Estimated reduction in habitat suitability by the end of this century indicates potential loss of a significant portion of the A. astacus genetic variability, especially in the eastern part of Continental Croatia that may potentially lose populations with high and unique genetic diversity. Minimising such possible losses in the future requires viable A. astacus populations to be established and maintained in ark sites/climate change refugia. Our results exposed an alarming need to prioritise conservation planning and management that will support existing populations and potentially establish new ones in the areas of stable habitat suitability that are expected to sustain A. astacus into the future. Species responses to climate change will depend on their distribution shifts to accommodate climate changes, and/or rely on the adaptation based on the standing genetic variation. Keeping in mind low dispersal abilities and isolated populations, we argue that assisted migration and population mixing approaches will be probably needed in the future to enhance the size and genetic diversity of remnant populations in order to maintain the long-term survival of the species30,34,59. Based on our results, we propose several donor populations for future restocking and reintroduction strategies. Namely, populations ILO, KUT, VEL, BAČ and BIJ, contain high and unique genetic diversity both at the mitochondrial and nuclear level, but they are predicted to be lost due to unsuitable habitats in the future. Dispersal as a fundamental behavioural mechanism is of great importance for adaptation and species’ responses to rapidly changing climate26. Strong dispersal limitations, habitat discontinuities and limited gene flow have a major effect on the ability of crayfish populations to withstand climate changes. Thus, assisted migration in climate change refugia seems a logical solution for slowing down genetic diversity erosion, reducing genetic load and the detrimental consequences of inbreeding, but also allows variations in allele frequencies60,61,62.
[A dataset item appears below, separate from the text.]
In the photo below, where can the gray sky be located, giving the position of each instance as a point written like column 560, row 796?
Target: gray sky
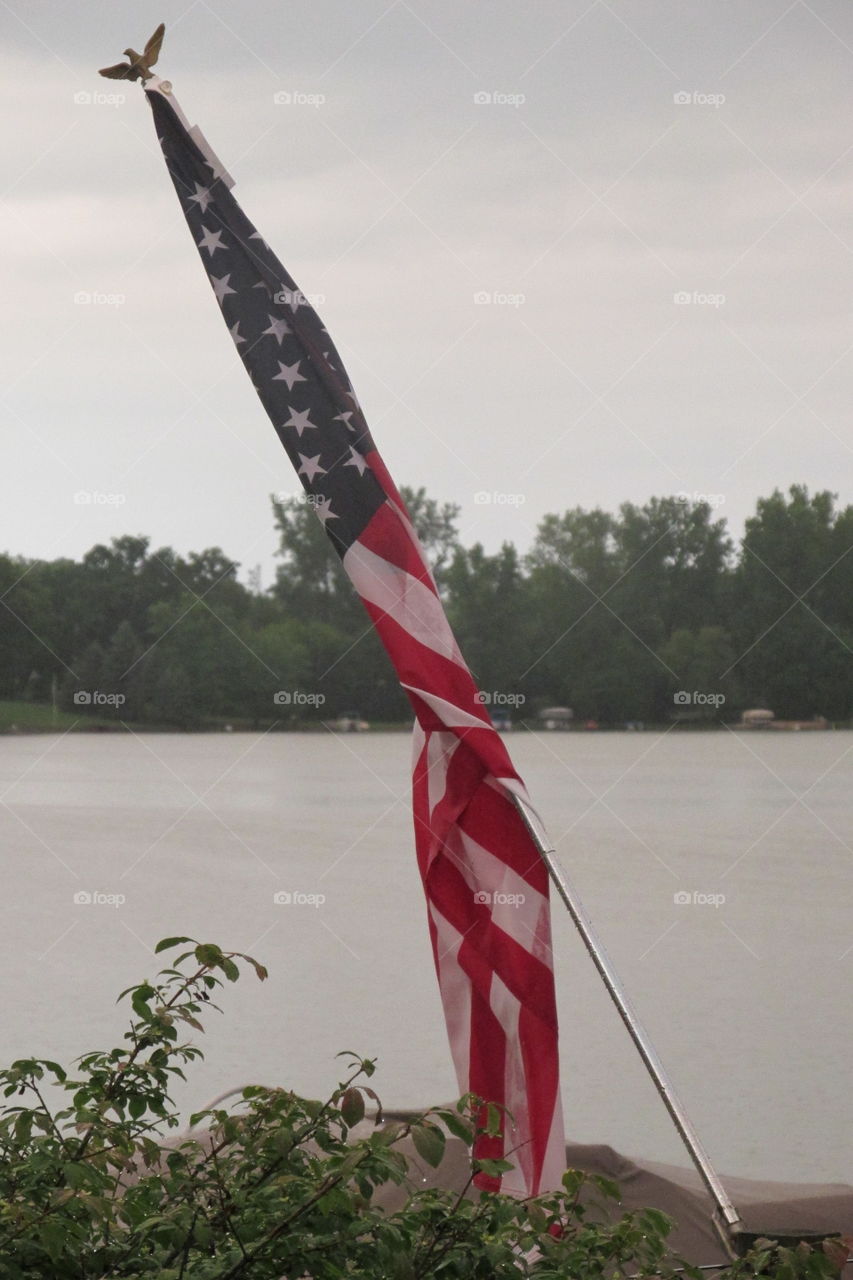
column 582, row 200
The adoption of such approaches for conservation purposes has gained significant momentum over the last few decades; reintroduction of the A. astacus into restored waterbodies has become common practice, even though the genetic origin of stocking material has rarely been considered10. Thus, potential ark sites should represent areas that maintain the highest contemporary genetic diversity in the species and predicted climate-suitable habitats for the future. Astacus astacus relocation should be preceded with a careful assessment regarding potential negative consequences of assisted gene flow that can impact the success of relocated populations, particularly when populations exhibit local adaptation to factors other than climate63,64. Also, introgression between local and translocated populations could result in outbreeding depression60,61. Still, Bláha et al.23 found no significant decline in genetic diversity between the source and translocated A. astacus populations after introduction. Furthermore, their study showed that even though the source populations did not possess high genetic diversity, their distinctiveness still made them suitable for conservation purposes. In addition, it is critical that climatically suitable sites outside A. astacus historical range for conservation purposes should be free from diseases, such as crayfish plague caused by oomycete Aphanomyces astaci.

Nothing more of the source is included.